The loneliness epidemic is a concern for everyone in the United States, but not enough has been said about this epidemic in the Black community. Surprisingly, the impact of the loneliness epidemic was illustrated by the recent breakup of rapper Megan Thee Stallion and NBA player Klay Thompson and the community’s reaction.
Megan took to Instagram, alleging that Klay had cheated on her and admitted he wasn’t ready for monogamy. Within hours, my timeline flooded with reactions: memes dissecting their relationship, reels asking how anyone could cheat on Megan Thee Stallion—“Queen of the Hotties”—and commentary about how badly Klay had fumbled a woman who publicly supported him, showed up for his games, and seemed to balance her own massive career while being present in his life.
But alongside that outrage, I saw something else.
I saw a wave of men laughing.
Men who mocked Megan’s pain. Men who called her a “304”—a coded insult meant to degrade her. Men who had previously labeled Klay a “simp” for loving her publicly now welcoming him back as “one of the guys” after allegations of infidelity. In real time, I watched how quickly respect for a woman could evaporate—and how easily a man could regain status by hurting her.
That contrast isn’t random. It reflects something deeper: an ongoing gender divide shaped by misogynoir—the specific intersection of racism and sexism that Black women face, often from all sides. And perhaps most painfully, it sometimes comes from Black men—the very people Black women often look to first for understanding, protection, and shared resilience.
I don’t just see this dynamic online. I’ve seen it through my work as a physician and mental health advocate. I’ve also lived its consequences.
When I was five years old, my father disappeared from my life. I remember begging him, just days before his flight to Togo, West Africa, to stay. I knew I didn’t want him to go.
That was the last time I saw him for fifteen years.
When I was older, I learned the truth: my father had an affair and had a child with another woman.
Years later, when I was 20, I finally saw my father again. I asked him a simple question: what do you think you did to contribute to what happened?
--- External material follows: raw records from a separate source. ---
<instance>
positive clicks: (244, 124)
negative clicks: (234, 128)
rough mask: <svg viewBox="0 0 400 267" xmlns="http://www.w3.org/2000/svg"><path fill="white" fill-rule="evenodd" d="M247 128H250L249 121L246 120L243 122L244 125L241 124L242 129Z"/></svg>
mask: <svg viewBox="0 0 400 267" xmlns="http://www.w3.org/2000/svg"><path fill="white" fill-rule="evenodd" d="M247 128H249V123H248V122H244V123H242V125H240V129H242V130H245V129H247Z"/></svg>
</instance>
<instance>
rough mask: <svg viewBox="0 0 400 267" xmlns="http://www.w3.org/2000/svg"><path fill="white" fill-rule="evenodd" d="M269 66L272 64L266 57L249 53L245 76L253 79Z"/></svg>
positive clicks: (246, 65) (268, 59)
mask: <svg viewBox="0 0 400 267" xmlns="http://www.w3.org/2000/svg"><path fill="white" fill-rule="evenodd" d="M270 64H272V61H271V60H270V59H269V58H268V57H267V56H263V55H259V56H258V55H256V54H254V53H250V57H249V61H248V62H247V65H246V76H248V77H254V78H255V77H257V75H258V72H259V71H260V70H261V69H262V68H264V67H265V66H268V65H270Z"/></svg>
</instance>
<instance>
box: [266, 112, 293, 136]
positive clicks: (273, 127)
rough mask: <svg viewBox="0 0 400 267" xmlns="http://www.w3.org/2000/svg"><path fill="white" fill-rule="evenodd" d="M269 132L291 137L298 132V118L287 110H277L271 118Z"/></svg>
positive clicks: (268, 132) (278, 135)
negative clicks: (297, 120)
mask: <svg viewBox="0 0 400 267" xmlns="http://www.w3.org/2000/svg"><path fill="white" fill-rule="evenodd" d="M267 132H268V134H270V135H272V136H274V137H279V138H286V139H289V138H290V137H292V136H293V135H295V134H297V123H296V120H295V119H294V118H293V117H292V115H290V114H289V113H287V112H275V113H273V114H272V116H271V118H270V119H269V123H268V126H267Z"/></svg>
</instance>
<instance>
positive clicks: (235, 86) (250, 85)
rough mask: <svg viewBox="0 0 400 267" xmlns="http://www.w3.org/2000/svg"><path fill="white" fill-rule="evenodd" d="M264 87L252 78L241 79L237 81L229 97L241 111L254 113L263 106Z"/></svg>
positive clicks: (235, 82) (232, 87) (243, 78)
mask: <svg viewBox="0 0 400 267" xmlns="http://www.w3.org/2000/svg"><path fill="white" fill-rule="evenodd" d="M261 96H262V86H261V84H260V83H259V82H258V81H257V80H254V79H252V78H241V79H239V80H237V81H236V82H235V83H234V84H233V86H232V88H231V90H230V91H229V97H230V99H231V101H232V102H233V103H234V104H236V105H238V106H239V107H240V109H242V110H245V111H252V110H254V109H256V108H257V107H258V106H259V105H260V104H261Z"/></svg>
He deflected. Avoided. Dismissed. And when I finally mentioned what I knew about his infidelity, he exploded. My father showed no accountability, no reflection, no willingness to grow. And without that, there was no foundation for trust, healing, or relationship.
We drifted apart again.
To this day, I’m left wondering what our relationship could have been if he had chosen a different path—if he had sought therapy, accountability, or even a basic willingness to examine his own pain.
That personal story is not separate from what we’re seeing play out publicly—it’s part of the same pattern.
In 2023, U.S. Surgeon General Vivek Murthy declared loneliness and social isolation a public health epidemic, with health risks comparable to smoking 16 cigarettes a day. Research shows that while both men and women experience loneliness, men—particularly younger men—are increasingly isolated and disconnected. This epidemic is not limited to a single race or community.
Data backs this up. Men are more likely to report having no close friends or meaningful community ties. Yet they are also less likely to seek therapy, engage in mental health care, or even recognize emotional wounds that need attention. Black men are almost half as likely to seek therapy than their white counterparts. This gap leaves many men turning instead to online spaces—the “manosphere”—where pain is often redirected into resentment, blame, and hostility rather than growth.
At the same time, women are asking a difficult question: if someone like Megan Thee Stallion—successful, talented, supportive—can still be cheated on and publicly degraded, what does that say about the value placed on women in relationships?
Some women are choosing to opt out entirely.
The result is what we’re witnessing now: a widening gap between men and women, fueled by unaddressed trauma, emotional illiteracy, and cultural reinforcement of harmful behaviors.
But this isn’t inevitable.
There is a way out of these gender wars. And it doesn’t start with women lowering their standards or tolerating harm. It starts with men doing the work—together.
It looks like men encouraging each other to seek therapy, to build emotional intelligence, to take accountability for their actions, and to heal from the pain they carry instead of projecting it outward. It looks like redefining strength—not as dominance or detachment, but as self-awareness, responsibility, and growth.
Because without that shift, the cycle continues.
And more sons grow up asking why their fathers left.
More daughters grow up questioning their worth.
More relationships collapse under the weight of unspoken wounds.
I’ve seen where that road leads.
The question is whether we’re ready to choose a different one.